Vergeben, Lektion 3 - mein 17163. Tag


inmal im Jahr kommt eine besonders harte Nuß im Bereich „Vergeben”. Wie lange benötige ich, um wieder unbelastet und innerlich unbeschwert zu sein?
Vergangenen Herbst: ich stelle den Antrag auf „Bezahlung per Lastschriftverfahren” bei einem großen deutschen Transportunternehmen, damit ich schnell und einfach online buchen kann. . .

Faxe alle benötigten Unterlagen zu (hat Arbeit gemacht), warte auf die Bestätigungsmail, die einige Tage später kommt. Versuche, ein Ticket online zu buchen, geht nicht, mehrmals versucht…(zeitintensiv). Forget it, löse die Sache anders. Vor zwei Wochen: benötige erneut ein Ticket, erneuter Anlauf. Habe zwischenzeitlich den Stand vom vergangenen Herbst vergessen, versuche online, ein Ticket zu lösen.
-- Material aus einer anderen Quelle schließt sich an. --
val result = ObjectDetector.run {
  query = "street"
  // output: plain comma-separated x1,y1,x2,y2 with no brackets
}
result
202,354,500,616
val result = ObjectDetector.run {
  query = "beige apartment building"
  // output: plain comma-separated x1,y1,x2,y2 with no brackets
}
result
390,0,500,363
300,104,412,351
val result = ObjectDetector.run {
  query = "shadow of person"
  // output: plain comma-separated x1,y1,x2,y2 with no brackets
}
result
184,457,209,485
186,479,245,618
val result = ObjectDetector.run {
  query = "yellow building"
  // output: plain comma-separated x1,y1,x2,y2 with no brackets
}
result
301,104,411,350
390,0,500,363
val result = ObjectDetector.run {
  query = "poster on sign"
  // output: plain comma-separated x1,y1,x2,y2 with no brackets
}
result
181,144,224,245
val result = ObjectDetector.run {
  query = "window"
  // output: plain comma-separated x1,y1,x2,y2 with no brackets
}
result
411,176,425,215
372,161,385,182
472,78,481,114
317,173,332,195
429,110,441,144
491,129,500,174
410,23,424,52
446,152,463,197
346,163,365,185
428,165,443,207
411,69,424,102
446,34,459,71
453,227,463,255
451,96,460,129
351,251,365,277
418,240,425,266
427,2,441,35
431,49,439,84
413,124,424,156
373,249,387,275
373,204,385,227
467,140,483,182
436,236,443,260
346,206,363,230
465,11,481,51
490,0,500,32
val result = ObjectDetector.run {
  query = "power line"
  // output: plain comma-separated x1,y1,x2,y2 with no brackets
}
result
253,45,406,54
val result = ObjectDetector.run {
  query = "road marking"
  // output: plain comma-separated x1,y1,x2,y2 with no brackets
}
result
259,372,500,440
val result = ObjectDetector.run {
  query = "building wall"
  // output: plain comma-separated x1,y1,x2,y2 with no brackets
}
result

Funktioniert nicht, mir dämmert wieder, dass da was war…Suche, suche, suche, warte, warte, warte in der Telefonhotlineendlosschleife, werde weitergeleitet, ein Mitarbeiter vertröstet mich einen endlos langen Moment (alles auf meine Kosten), und klärt mich auf: „Ja, sie sind angelegt, aber nicht freigeschaltet! Bitte faxen Sie die kompletten Unterlagen noch einmal zu, dann ist in zwei Tagen alles erledigt.” – Der Zorn beginnt, hochzusteigen, ich beherrsche mich. Habe ich die Unterlagen noch? Weiss er, wieviel Zeit und Nerven mich die ganze Sache schon gekostet hat? Ich sende das zweite Fax. Einen Tag später ein Rückruf auf dem AB: „Ja, wunderbar, hat alles gut funktioniert mit Ihrem Fax. Leider habe ich vergessen, zu erwähnen, dass Sie das ursprüngliche Antragsformular auch noch einmal mitfaxen müssen, damit Ihr Antrag zügig bearbeitet werden kann!” – Ich begehe im Geiste ein Tötungsdelikt. Was für eine Faxerei! Beherrsche mích, und sende das dritte Fax. Von der Sache höre ich nichts mehr. Eine Woche später erneuter Versuch, online zu buchen. Nichts geht…Suche, suche, suche, warte, warte, warte in der Telefonhotlineendlosschleife, werde weitergeleitet, eine Mitarbeiterin vertröstet mich einen endlos langen Moment (alles auf meine Kosten), und klärt mich auf: „Ja, sie sind angelegt, aber nicht freigeschaltet!” – mit meiner Beherrschung bin ich am Ende, ich werde laut und deutlich, sie zuckt mit den Schultern und meint, sie könne die Sache nur weiterleiten, sie selbst könne da auch nichts machen, das System…ich fange an, laut und unhöflich zu werden – sie stellt ihr Headset auf Bypass, lässt meine angestauten Aggressionen ins Leere laufen, ich höre nur noch das mechanische Klappern irgendwelcher Tastaturen…
Ich erwürge und stranguliere jeden Mitarbeiter einzeln, entlasse sie als fiktiver Chef mit einem Tritt in den Allerwertesten, und habe nicht einmal einen Sandsack, um mich abzureagieren.
Später bereue ich mein Verhalten, ich wünschte, ich könnte in extremen Situtionen wie dieser innerlich ruhiger bleiben. Sollte ich mir die Zeit nehmen, um einen Beschwerdebrief an die Geschäftsleitung aufzusetzen? Was sagt die Intuition? Nein, brauchst du nicht, das ist nicht deine Aufgabe. Willst du dich beschweren, n o c h — m e h r ? Ist dir die Last nicht schwer genug, die bereits auf deinen Schultern ruht? Wirf ab, was dich drückt, vergib dir selbst das eigene Fehlverhalten, und lerne aus den Fehlern, die die anderen machen. Mehr brauchst du nicht zu tun.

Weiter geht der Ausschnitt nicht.